Moved from GitHub dgraph/4920
Posted by marvin-hansen:
Experience Report
A buddy asked me about a quick & simple way to setup a DB that can be integrated into an online system. So I suggested Dgraph. Setup easy, GraphQL schema easy, data import didn’t worked out.
What you wanted to do
I wanted to load a ~15 GB data sample from a ~200 GB data set, all in CSV format.
Because Dgraph doesn’t support CSV, the first attempt was to convert CSV into RDF.
Converting ~15GB into RDF, well, good luck. We got plenty out of memory errors with various tools.

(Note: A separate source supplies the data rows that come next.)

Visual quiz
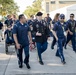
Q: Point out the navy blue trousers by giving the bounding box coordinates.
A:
[56,38,66,61]
[36,42,48,61]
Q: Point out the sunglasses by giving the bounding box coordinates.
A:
[70,16,74,17]
[60,18,65,19]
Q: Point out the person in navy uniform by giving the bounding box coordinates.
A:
[0,22,3,42]
[5,15,13,27]
[47,14,52,25]
[65,14,76,52]
[52,14,67,64]
[33,12,49,65]
[13,14,32,69]
[4,26,14,44]
[51,13,60,49]
[4,26,15,53]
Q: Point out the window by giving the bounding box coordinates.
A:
[46,2,49,13]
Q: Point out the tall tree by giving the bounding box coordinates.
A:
[24,0,42,18]
[0,0,19,15]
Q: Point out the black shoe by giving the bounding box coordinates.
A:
[55,55,60,58]
[51,46,54,49]
[18,61,23,68]
[64,45,67,49]
[2,38,4,40]
[26,64,31,69]
[19,65,23,68]
[62,61,66,65]
[39,61,44,65]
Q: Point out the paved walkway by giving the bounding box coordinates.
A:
[0,41,76,75]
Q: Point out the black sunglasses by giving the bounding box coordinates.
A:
[70,16,74,17]
[61,18,65,19]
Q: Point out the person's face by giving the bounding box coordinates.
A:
[59,17,65,22]
[44,18,47,21]
[70,15,74,20]
[47,14,49,17]
[21,16,26,23]
[37,16,42,20]
[8,15,11,19]
[8,27,12,30]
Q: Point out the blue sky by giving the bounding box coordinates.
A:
[14,0,34,14]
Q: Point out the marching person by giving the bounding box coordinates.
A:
[33,12,49,65]
[0,22,3,42]
[65,14,76,52]
[51,13,60,49]
[5,15,13,28]
[13,14,32,69]
[52,14,67,64]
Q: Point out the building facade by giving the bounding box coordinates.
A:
[42,0,76,14]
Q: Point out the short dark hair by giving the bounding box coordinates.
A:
[70,13,74,16]
[30,15,34,17]
[19,14,24,20]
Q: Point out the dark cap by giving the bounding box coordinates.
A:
[60,14,65,18]
[36,12,43,16]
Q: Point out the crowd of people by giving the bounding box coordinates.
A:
[0,12,76,69]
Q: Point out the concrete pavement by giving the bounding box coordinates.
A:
[0,38,76,75]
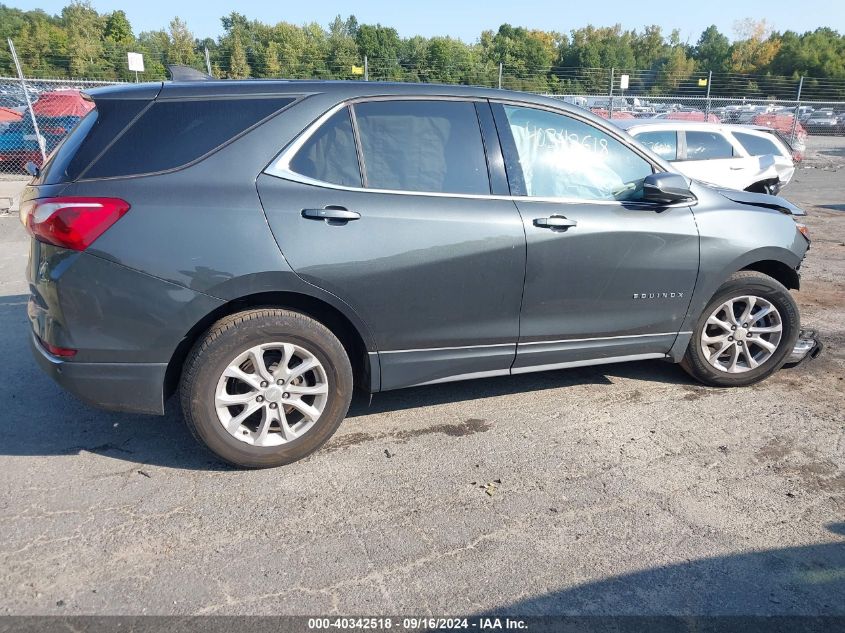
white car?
[613,119,795,194]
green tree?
[229,33,252,79]
[263,42,282,77]
[104,10,135,46]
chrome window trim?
[264,95,696,209]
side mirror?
[643,173,695,204]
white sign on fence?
[126,53,144,73]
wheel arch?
[735,259,801,290]
[164,291,380,400]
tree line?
[0,0,845,99]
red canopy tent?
[32,90,94,117]
[0,107,23,123]
[666,112,722,123]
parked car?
[614,119,795,194]
[652,109,722,123]
[751,113,807,163]
[21,81,813,467]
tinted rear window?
[634,130,678,160]
[290,108,361,187]
[82,98,293,178]
[355,100,490,194]
[687,131,734,160]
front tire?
[681,270,801,387]
[180,309,352,468]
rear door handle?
[302,207,361,222]
[534,215,578,230]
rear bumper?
[29,333,167,415]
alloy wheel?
[214,342,329,446]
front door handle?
[534,215,578,231]
[302,207,361,222]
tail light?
[21,196,129,251]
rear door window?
[354,100,490,194]
[634,130,678,160]
[290,108,361,187]
[81,98,293,178]
[686,130,734,160]
[733,132,783,156]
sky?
[4,0,845,43]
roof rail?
[167,64,214,81]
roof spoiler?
[167,64,214,81]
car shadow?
[0,295,696,470]
[479,523,845,633]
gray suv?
[21,81,809,467]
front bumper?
[29,332,167,415]
[784,330,824,365]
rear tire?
[681,270,801,387]
[180,309,352,468]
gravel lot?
[0,139,845,615]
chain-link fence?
[0,58,845,176]
[0,77,123,175]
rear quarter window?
[81,97,293,178]
[686,130,734,160]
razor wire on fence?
[0,36,845,174]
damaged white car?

Next best, convert to JSON mutation, so let’s do some Python scripting. Had to split the sample file into disjoint files to make it manageable…
https://docs.dgraph.io/mutations/#json-mutation-format
What you actually did
We selected a different DB because converting data simply took way too long, and quite frankly doesn’t scale so well to >100 GB. Nobody has time to script every damn data import from standard file format supported virtually everywhere.
Please support the existing standards out there to make everyone’s life better.
Why that wasn’t great, with examples
It’s self-evident.
What would be a truly great solution?
Support import from CSV files…
A simple command-line would be great.
Truly great would be a simple UI console that can import, export, and query data. For example, Heidi does just that. Nothing fancy, just import, export, query.